Ludwig Glaser

Verlegeort
Elberfelder Straße 29
Bezirk/Ortsteil
Tiergarten
Verlegedatum
04. Juni 2022
Geboren
11. April 1925 in Berlin
Deportation
am 17. November 1941 von Elberfelder Straße 29 nach Kowno, Fort IX
Ermordet
25. November 1941 in Kowno, Fort IX

Ludwig Glaser wurde am 11. April 1925 in Berlin geboren.

Sein Vater war Hugo Glaser, seine Mutter Rosa Glaser, geborene Feldmann. Ludwig hatte einen älteren Bruder, Hans Wolfgang, der am 25. November 1921 zur Welt gekommen war. Die Familie wohnte zum Zeitpunkt seiner Geburt in der Turmstraße 73 in Tiergarten, heute Moabit, Berlin-Mitte. Kurz vor Ludwigs siebtem Geburtstag 1932 zogen die Glasers in die ruhigere Elberfelder Straße 29, 2. Stock, um.

Ludwigs Vater Hugo hatte an der Technischen Hochschule Braunschweig Pharmazie studiert und 1911 seine Approbation zum Apotheker erhalten. In den 1930er Jahren war er in der Zions-Apotheke in der Anklamer Straße 39 angestellt. Die Apotheke zusammen mit einer Drogerie im Nachbarhaus gehörte dem jüdischen Apotheker Isbert Semmel.
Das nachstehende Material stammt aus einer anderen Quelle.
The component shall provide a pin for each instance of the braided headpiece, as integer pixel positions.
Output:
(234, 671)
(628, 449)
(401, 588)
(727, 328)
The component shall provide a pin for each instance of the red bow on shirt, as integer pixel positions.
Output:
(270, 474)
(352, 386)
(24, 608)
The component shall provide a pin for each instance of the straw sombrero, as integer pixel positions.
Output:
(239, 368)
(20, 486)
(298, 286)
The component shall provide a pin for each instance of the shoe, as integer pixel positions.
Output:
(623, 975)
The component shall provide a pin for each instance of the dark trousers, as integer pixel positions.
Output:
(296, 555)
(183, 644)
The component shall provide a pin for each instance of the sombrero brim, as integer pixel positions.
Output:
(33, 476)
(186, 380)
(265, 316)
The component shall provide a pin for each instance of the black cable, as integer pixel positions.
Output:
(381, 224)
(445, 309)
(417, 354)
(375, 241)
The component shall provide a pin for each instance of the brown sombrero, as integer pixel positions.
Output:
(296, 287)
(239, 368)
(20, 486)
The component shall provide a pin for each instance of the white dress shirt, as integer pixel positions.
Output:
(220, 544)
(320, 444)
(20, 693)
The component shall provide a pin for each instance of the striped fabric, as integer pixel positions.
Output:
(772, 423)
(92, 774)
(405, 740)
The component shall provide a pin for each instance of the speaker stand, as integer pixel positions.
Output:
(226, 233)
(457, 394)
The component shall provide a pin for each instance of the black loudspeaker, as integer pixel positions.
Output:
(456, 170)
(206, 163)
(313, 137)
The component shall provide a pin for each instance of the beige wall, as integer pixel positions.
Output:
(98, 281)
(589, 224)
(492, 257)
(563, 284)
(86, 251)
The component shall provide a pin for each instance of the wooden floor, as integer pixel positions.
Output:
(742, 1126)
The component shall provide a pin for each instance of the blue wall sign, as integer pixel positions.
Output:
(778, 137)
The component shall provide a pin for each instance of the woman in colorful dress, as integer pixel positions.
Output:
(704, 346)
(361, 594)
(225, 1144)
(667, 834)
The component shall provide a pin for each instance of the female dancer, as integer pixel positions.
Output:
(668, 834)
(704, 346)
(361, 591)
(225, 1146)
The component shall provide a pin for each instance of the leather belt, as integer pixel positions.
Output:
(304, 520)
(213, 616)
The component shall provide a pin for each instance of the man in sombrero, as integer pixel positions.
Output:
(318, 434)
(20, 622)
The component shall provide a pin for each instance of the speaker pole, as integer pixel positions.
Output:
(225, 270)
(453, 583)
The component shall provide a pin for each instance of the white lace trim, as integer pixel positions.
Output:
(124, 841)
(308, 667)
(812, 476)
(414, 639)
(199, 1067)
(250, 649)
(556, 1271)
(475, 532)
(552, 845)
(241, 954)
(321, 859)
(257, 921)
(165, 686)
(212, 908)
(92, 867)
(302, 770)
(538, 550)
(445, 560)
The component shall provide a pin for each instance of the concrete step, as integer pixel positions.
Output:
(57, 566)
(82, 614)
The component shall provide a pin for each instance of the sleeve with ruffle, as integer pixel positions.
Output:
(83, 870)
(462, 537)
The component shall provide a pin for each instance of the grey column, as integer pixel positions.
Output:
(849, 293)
Mit der Machtübernahme Hitlers und dem Aufruf zum Boykott jüdischer Geschäfte am 1. April 1933 begann auch für die jüdischen Apotheker in Berlin der Niedergang. Am 31.01.1939 wurde ihnen reichsweit die Bestallung entzogen, das heißt, sie durften ihren Beruf nicht mehr ausüben.
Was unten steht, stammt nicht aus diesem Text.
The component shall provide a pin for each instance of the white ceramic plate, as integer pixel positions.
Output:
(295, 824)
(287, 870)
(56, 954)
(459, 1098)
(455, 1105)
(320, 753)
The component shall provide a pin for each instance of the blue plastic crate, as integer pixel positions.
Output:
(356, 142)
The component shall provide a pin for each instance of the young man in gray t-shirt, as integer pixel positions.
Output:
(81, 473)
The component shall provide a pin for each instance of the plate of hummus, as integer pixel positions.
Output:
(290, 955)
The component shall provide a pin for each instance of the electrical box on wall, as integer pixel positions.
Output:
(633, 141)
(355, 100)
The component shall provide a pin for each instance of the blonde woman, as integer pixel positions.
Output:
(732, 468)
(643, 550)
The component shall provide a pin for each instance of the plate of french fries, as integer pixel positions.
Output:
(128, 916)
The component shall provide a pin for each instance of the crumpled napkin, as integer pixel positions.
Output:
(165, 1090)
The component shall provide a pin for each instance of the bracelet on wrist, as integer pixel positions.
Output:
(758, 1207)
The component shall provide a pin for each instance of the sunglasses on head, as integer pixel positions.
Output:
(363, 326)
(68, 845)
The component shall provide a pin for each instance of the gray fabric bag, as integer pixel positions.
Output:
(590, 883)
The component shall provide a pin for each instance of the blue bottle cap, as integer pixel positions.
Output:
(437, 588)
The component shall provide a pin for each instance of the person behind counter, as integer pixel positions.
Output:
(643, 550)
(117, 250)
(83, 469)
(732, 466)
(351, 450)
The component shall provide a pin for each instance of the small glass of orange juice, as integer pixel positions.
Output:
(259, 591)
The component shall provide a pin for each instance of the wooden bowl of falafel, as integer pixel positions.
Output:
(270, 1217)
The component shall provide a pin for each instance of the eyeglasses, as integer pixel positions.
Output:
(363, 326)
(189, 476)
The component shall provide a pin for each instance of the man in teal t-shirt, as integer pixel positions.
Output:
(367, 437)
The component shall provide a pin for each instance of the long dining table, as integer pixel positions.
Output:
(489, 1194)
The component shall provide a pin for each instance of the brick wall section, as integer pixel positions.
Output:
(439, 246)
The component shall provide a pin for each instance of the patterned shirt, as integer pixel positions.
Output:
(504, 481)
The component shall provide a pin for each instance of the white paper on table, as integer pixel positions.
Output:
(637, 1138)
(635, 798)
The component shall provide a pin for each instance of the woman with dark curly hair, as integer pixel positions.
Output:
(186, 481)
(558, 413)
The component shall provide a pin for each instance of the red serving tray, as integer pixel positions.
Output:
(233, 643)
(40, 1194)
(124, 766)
Nur wenige Monate zuvor wurde Hugo Glaser, vermutlich infolge der Novemberpogrome 1938, verhaftet und in das Konzentrationslager Sachsenhausen eingeliefert. Sein Schwager Friedrich Feldmann erinnerte sich nach dem Krieg, dass Hugo „als Apotheker in einem Labor für die Lagerverwaltung arbeiten konnte“. Am 14. Dezember 1938 entließ man ihn wieder aus dem KZ.

Die Eltern Ludwig Glasers waren wohlhabend, das belegen die Unterlagen des Rückerstattungsantrags von Friedrich Feldmann, Ludwigs Onkel mütterlicherseits. Er versuchte in den 1950er und 1960er Jahren über 15 Jahre lang, vom bundesdeutschen Staat Schadensersatz für das von den Nazis geraubte Eigentum Rosa Glasers zu erhalten. Wie sich die Familie seit der Verhaftung Hugos Ende 1938 und dem Berufsverbot für jüdische Apotheker durchbrachte, ist unklar. Ihr Besitz wird ihnen möglicherweise eine Zeit lang geholfen haben.
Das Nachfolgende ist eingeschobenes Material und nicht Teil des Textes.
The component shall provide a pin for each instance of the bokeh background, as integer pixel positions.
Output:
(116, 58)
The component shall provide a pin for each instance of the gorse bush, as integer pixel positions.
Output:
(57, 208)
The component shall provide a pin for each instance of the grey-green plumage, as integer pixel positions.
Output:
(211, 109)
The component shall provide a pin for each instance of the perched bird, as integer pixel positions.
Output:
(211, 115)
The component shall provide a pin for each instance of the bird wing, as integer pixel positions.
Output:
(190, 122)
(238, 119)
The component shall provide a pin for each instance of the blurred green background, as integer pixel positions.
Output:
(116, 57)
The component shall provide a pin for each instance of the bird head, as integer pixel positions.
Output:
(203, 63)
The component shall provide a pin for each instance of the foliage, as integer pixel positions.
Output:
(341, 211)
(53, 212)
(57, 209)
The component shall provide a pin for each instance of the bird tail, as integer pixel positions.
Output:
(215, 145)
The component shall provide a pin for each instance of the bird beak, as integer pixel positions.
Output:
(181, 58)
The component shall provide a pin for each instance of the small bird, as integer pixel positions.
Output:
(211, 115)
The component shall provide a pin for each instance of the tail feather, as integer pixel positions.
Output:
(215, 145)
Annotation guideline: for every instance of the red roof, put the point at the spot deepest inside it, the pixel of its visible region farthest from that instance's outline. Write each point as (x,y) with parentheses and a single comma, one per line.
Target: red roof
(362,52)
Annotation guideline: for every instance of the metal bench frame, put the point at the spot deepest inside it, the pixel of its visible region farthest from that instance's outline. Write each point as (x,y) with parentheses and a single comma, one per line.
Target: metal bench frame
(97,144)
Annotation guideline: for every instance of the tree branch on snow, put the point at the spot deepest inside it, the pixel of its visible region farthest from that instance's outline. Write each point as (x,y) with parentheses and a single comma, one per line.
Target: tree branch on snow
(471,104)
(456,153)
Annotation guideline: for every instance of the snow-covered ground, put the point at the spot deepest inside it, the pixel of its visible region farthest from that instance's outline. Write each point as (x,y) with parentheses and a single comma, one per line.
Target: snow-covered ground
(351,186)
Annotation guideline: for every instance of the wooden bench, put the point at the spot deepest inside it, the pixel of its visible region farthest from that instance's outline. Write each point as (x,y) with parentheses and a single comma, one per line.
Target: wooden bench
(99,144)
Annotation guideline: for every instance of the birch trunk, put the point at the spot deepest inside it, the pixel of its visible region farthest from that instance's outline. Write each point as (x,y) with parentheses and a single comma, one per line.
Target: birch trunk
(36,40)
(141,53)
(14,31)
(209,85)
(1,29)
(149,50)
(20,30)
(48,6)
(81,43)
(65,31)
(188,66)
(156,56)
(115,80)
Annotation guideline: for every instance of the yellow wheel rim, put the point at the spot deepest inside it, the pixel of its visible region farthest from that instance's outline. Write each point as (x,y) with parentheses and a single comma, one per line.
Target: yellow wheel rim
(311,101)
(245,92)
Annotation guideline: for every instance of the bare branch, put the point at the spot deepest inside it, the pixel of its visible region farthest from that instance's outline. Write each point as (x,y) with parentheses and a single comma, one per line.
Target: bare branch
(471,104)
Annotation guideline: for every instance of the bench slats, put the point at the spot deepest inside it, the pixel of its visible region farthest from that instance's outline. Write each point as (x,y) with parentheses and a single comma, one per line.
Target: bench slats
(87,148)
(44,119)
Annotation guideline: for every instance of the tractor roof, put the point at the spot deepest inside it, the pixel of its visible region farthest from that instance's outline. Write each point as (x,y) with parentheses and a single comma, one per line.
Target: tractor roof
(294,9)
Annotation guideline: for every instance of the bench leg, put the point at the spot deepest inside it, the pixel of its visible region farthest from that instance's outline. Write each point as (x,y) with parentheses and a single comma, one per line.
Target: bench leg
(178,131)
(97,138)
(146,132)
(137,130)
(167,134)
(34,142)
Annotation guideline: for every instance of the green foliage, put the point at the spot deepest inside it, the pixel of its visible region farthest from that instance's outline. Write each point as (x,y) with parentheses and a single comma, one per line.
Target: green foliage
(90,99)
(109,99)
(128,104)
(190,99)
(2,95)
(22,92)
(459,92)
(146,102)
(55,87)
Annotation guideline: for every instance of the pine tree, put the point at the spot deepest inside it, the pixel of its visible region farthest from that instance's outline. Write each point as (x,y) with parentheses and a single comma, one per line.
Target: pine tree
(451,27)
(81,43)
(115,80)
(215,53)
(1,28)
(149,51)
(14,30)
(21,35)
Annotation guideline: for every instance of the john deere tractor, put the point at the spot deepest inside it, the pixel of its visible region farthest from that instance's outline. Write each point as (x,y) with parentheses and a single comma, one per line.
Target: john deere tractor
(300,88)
Leider wissen wir sehr wenig über Ludwig. In welche Schule ging er? Welchen Abschluss machte er? War er Mitglied in einer Jugendgruppe, z.B. im Sport oder in der Alija, einer internationalen jüdischen Organisation, die jüdische Kinder und Jugendliche nach Palästina in Sicherheit bringen wollte? Hatte er eine Berufsausbildung begonnen? Diese und andere Fragen müssen bedauerlicherweise offen bleiben. Wir können jedoch vermuten, dass er als Sohn wohlhabender jüdischer Eltern eine sorgfältige Ausbildung erhielt, seine Bar Mitzwa feierte und an den üblichen Aktivitäten von Jugendlichen seiner Kreise teilnahm, solange sie noch möglich waren.

Im Sommer 1939, kurz vor Beginn des Zweiten Weltkriegs, zogen Ludwigs Tante Lina Wolf und deren Tochter Ingeborg bei Familie Glaser in der Elberfelder Straße 29 ein. Hier wohnten sie zusammen, bis Familie Glaser deportiert wurde und Lina und Ingeborg nach Schöneberg in die Elßholzstraße 17 umziehen mussten.

Ludwig wurde mit seinen Eltern und seinem Bruder Hans Wolfgang am 17. November 1941 mit 1002 weiteren jüdischen Menschen vom Bahnhof Grunewald nach Kowno in Litauen deportiert. Acht Tage später, am 25. November 1941, wurden Ludwig, 16 Jahre alt, Rosa, 48 Jahre alt, Hugo, 55 Jahre alt, und Hans Wolfgang, 20 Jahre alt, in der Erschießungsstätte Kowno, Fort IX ermordet. Es war der 20. Geburtstag Hans Wolfgangs.